• Nii Lante Vanderpuye reckons Akonnor deserved to be sacked
• He says the Black Stars retrogressed under Akonnor; adding that there was no way Ghana could have qualified for the World Cup
• Akonnnor and his backroom staff were fired by the FA on Monday
Edwin Nii Lante Vanderpuye, a Minister for Youth and Sports under the Mahama administrations, believes the sacking of CK Akonnor as head coach of the Black Stars is good riddance.
According to him, Akonnor and his technical team had been unconvincing with their output as technical handlers of the team.
The former Sports Minister believes the Black Stars’ performance declined under Akonnor and that firing him was a step in the right direction.
Nii Lante thinks that Ghana’s 2022 World Cup dream would have been shattered had Akonnor continued as head coach of the team.
“I was not surprised to hear C.K. Akonnor fired. Just last week I was on air and said that if I were in charge, I would have asked the entire technical team to resign. Looking at their performance, there was no way we would have qualified for the world cup.”
A three-member committee led by Randy Abbey has been tasked to find Ghana a coach within 72 hours as the Black Stars have barely three weeks to prepare for their next assignment.
Nii Lante Vanderpuye however believes that the period for the search of a technical head for the Black Stars is short as more time is needed for such a major decision.
He holds that time and loads of considerations ought to be done to ensure that the next coach will deliver the World Cup bid and also steer the team in the right direction.
“We need to take our time and find a new coach. There need to be several considerations before making such a decision.
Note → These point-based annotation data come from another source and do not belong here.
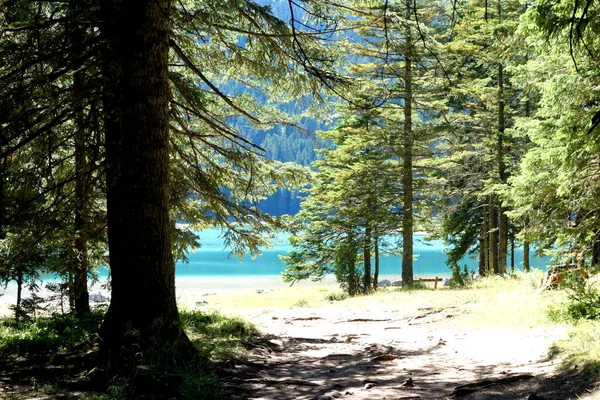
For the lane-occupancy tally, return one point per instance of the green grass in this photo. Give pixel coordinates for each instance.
(56, 333)
(218, 336)
(581, 349)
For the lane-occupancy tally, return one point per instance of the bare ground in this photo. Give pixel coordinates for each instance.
(365, 353)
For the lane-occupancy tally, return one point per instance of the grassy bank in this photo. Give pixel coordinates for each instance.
(220, 329)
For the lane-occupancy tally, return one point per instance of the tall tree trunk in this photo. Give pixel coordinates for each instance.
(493, 240)
(142, 318)
(367, 260)
(482, 257)
(80, 289)
(485, 251)
(512, 252)
(3, 178)
(376, 275)
(407, 167)
(502, 218)
(19, 295)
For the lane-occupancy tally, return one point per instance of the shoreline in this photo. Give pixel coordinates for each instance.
(190, 290)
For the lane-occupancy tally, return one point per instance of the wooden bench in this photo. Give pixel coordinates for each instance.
(434, 280)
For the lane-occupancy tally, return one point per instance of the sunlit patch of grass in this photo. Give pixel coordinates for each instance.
(59, 332)
(219, 336)
(274, 299)
(581, 349)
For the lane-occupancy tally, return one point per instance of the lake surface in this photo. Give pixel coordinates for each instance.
(212, 259)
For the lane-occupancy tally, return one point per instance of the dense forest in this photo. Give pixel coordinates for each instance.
(126, 127)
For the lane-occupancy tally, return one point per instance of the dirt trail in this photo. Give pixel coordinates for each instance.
(357, 354)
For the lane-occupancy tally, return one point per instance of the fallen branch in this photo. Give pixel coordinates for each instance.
(469, 388)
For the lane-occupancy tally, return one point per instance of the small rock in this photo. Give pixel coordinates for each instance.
(370, 385)
(276, 343)
(330, 395)
(98, 298)
(408, 383)
(535, 397)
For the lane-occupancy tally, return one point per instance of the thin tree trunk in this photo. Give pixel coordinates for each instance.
(80, 289)
(19, 295)
(493, 241)
(367, 260)
(482, 257)
(376, 275)
(3, 177)
(407, 167)
(486, 243)
(142, 323)
(502, 218)
(512, 253)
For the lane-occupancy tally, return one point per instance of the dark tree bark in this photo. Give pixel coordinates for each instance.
(502, 218)
(143, 316)
(82, 199)
(367, 260)
(376, 274)
(407, 167)
(19, 295)
(493, 240)
(3, 177)
(484, 251)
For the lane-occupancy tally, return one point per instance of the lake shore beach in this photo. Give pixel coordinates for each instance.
(221, 292)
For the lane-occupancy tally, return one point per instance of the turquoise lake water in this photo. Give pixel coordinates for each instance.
(211, 259)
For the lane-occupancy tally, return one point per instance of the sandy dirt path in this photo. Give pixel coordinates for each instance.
(365, 353)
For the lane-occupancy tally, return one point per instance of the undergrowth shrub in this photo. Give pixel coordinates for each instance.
(583, 300)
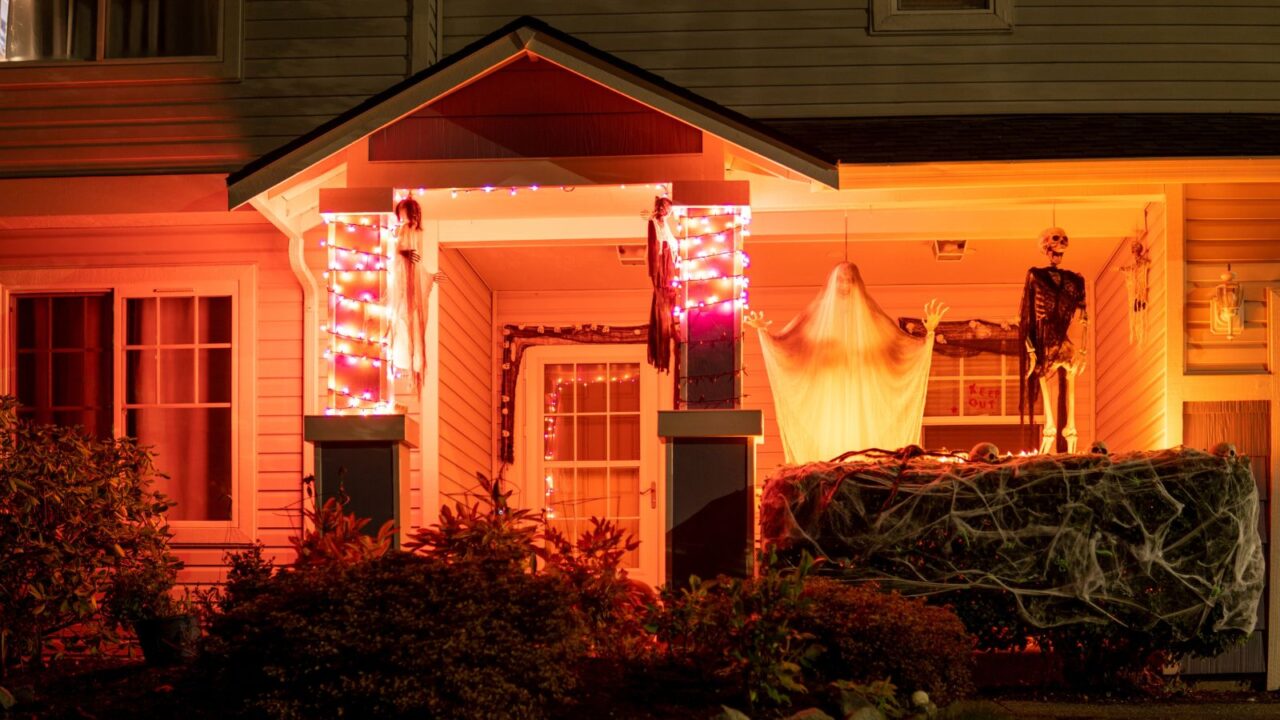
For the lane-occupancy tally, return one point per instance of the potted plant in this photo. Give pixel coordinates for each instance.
(141, 595)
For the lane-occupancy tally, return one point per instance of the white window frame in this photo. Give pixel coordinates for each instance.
(961, 419)
(225, 65)
(887, 18)
(240, 282)
(652, 481)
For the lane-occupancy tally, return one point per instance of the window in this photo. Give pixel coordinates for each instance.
(119, 39)
(590, 419)
(592, 446)
(168, 367)
(178, 397)
(942, 16)
(974, 399)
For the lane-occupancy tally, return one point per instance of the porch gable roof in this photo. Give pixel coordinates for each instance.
(524, 36)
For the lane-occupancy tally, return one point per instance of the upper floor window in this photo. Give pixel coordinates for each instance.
(119, 39)
(942, 16)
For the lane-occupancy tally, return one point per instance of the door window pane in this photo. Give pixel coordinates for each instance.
(178, 397)
(592, 446)
(593, 388)
(63, 360)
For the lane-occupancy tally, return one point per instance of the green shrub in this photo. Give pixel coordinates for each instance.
(402, 636)
(871, 636)
(611, 605)
(739, 636)
(72, 509)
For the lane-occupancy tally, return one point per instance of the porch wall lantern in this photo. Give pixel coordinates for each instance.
(1225, 306)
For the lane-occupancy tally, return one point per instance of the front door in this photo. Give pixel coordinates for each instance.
(592, 445)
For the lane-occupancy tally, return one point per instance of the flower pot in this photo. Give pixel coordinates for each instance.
(168, 641)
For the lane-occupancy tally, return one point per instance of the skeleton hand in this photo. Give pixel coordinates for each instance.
(933, 311)
(757, 320)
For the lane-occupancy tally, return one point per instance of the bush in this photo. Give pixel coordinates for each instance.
(397, 637)
(739, 636)
(72, 509)
(871, 636)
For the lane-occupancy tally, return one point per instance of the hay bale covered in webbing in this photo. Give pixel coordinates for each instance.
(1155, 541)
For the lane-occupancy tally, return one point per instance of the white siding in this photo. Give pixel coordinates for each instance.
(814, 58)
(1132, 379)
(1238, 224)
(466, 377)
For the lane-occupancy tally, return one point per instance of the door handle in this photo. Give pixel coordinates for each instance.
(653, 495)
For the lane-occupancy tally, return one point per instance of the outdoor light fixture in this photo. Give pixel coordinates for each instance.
(1224, 306)
(949, 250)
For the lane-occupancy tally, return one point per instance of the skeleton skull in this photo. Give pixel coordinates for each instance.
(984, 452)
(1054, 242)
(1225, 450)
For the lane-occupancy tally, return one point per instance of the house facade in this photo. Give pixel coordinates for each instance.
(170, 204)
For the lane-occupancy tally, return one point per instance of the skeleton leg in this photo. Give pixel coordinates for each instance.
(1050, 434)
(1069, 428)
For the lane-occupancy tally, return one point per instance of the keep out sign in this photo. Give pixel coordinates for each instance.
(981, 400)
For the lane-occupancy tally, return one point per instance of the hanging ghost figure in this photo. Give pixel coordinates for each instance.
(844, 374)
(408, 288)
(1054, 323)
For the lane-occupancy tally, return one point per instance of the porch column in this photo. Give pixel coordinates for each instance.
(711, 442)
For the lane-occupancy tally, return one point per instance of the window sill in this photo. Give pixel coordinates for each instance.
(141, 72)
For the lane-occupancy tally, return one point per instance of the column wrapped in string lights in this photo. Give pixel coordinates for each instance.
(713, 291)
(361, 379)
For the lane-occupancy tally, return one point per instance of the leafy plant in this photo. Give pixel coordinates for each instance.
(332, 536)
(611, 604)
(871, 636)
(72, 507)
(400, 636)
(488, 531)
(248, 574)
(740, 632)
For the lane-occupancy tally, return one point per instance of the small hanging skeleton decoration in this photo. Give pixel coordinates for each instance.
(1137, 282)
(1054, 323)
(662, 272)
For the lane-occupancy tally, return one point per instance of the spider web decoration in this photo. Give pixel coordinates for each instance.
(1164, 542)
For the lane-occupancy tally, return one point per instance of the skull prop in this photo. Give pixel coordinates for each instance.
(984, 452)
(1054, 242)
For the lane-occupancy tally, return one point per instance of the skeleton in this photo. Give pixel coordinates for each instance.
(984, 452)
(1054, 323)
(1137, 282)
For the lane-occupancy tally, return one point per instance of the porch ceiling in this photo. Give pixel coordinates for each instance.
(789, 264)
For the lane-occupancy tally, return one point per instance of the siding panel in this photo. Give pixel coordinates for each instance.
(278, 419)
(304, 62)
(1132, 379)
(466, 377)
(1237, 224)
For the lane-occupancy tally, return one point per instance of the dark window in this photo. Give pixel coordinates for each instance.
(63, 359)
(69, 30)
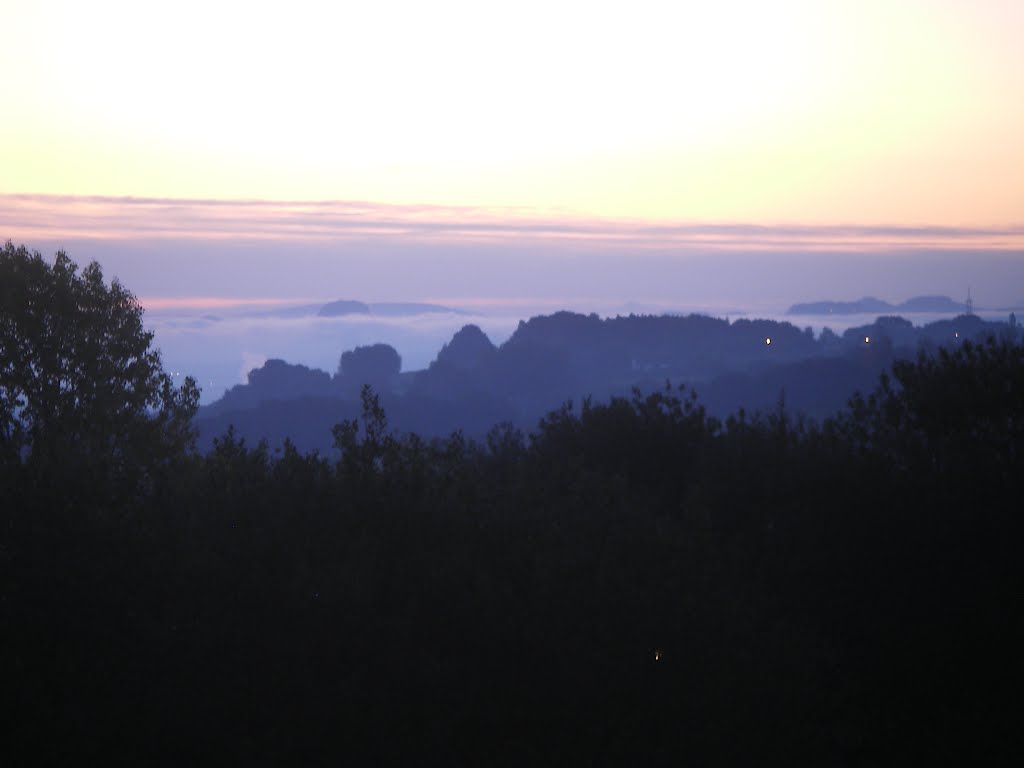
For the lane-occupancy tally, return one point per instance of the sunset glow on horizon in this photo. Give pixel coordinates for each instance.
(792, 113)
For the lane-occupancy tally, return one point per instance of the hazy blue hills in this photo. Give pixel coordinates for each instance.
(383, 309)
(871, 305)
(347, 307)
(549, 359)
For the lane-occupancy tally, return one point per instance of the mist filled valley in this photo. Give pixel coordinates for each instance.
(639, 539)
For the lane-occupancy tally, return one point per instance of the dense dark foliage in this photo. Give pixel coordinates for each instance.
(633, 582)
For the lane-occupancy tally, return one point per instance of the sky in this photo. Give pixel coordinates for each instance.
(520, 154)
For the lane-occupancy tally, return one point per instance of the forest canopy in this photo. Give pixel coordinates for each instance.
(630, 582)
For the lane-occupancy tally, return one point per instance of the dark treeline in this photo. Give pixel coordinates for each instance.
(473, 384)
(629, 582)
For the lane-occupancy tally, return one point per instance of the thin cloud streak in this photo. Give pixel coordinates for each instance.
(30, 217)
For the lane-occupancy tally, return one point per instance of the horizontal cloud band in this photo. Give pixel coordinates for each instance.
(29, 217)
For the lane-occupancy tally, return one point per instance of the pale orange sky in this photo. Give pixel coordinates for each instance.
(808, 112)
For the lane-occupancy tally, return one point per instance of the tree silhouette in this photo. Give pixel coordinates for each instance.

We can even find an interim coach, someone with the needed expertise to help us make it to the World Cup, then we take our time to find a substantive coach.”
The Member of Parliament for Ododiodioo constituency also touched on the impact of the Number12 documentary.
He noted that not much has changed since the exit of Kwesi Nyantakyi and his cohorts.
“Especially with the management of our national teams. The change will not come from an individual or personality. Changing the GFA president doesn’t change anything.”
“The change we are seeking will stem from a change in the structure and institution. The problem we have as a country is about planning, especially when it comes to leadership. We cannot plant cassava and harvest plantain. If we fail to plan, we plan to fail. We should have a long-term plan for sports as a nation. We do not even have a structured sports programme in schools. Assuming we do not have the likes of Dede Ayew in the coming days, what are we going to do? Have we planned enough?”